Review: WHITE LIGHTNIN’
I-ONs neue Reihe andersartiger Filme, die auf den Namen “Störkanal” hört, fängt mit einem ziemlich Knall an. White Lightnin’ nennt sich dieser Knall, und handelt von Jesco White, dessen Existenz mir vorher nicht bekannt war. Trotzdem habe ich ihn mir angesehen, und kann nicht behaupten, es bereut zu haben.

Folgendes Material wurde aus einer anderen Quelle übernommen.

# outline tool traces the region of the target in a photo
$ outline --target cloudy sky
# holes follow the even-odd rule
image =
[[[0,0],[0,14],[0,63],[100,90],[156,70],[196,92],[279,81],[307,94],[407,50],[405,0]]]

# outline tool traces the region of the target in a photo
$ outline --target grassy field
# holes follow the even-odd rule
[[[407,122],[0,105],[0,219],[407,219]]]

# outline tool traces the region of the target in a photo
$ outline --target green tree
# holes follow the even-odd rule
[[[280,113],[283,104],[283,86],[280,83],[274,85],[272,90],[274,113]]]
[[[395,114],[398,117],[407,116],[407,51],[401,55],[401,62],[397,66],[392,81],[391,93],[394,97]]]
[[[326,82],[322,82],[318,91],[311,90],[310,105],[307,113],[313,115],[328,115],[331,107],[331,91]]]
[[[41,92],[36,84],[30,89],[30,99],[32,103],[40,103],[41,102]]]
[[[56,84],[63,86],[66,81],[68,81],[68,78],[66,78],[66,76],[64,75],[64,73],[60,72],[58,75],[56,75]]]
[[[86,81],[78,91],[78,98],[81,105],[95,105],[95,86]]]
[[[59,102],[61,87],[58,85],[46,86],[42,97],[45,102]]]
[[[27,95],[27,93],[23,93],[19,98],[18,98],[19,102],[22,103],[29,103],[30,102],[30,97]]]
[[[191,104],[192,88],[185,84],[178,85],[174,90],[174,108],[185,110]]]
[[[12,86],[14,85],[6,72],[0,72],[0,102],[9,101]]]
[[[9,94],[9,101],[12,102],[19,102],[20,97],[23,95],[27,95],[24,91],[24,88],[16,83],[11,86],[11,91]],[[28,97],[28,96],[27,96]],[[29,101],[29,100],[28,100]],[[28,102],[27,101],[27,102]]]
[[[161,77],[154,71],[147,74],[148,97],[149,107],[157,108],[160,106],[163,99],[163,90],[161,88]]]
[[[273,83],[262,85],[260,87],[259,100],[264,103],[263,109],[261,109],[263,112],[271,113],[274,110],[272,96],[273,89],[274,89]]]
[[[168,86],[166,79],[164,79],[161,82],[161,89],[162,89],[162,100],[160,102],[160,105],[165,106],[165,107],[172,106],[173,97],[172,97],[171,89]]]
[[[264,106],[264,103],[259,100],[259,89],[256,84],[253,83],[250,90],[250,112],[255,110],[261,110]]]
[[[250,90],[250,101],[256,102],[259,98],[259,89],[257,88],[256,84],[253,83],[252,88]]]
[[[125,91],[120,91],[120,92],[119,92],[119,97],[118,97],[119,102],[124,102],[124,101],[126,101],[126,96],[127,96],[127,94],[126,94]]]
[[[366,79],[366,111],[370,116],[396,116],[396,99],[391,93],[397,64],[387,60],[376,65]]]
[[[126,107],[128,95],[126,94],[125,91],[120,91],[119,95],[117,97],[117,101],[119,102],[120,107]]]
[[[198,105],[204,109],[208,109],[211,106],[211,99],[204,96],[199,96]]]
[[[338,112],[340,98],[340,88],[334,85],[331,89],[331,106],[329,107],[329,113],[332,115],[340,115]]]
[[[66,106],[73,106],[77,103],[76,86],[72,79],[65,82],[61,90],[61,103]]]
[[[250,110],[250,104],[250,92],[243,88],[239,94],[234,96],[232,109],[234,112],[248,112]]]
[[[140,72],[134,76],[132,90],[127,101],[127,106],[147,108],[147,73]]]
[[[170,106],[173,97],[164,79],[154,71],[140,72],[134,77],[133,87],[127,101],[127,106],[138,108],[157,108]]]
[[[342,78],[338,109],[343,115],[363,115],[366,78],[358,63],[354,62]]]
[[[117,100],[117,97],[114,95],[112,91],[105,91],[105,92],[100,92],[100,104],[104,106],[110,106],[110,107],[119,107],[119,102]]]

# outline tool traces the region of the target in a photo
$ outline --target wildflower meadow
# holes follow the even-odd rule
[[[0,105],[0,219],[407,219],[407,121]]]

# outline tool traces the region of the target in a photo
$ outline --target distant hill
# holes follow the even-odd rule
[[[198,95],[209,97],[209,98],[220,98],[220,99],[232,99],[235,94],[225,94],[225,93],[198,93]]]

Wie schon erwähnt handelt der Film von Jesco White, Sohn des bekannten Donald Ray, der keine leichte Kindheit hatte: Umgeben von Armut, Drogenabhängigkeit und Gewalt versucht Jesco irgendwann, sein Leben in die Hand zu nehmen und in die Fußstapfen seinen Vaters zu treten. Er lernt zu tanzen und geht irgendwann auf Tournee. Dabei entdeckt er auch Gott für sich und beginnt, an religiösen Kunstwerken zu arbeiten und zu beten. Doch das Böse in ihm, das er zu unterdrücken versucht, findet immer wieder seinen Weg draußen.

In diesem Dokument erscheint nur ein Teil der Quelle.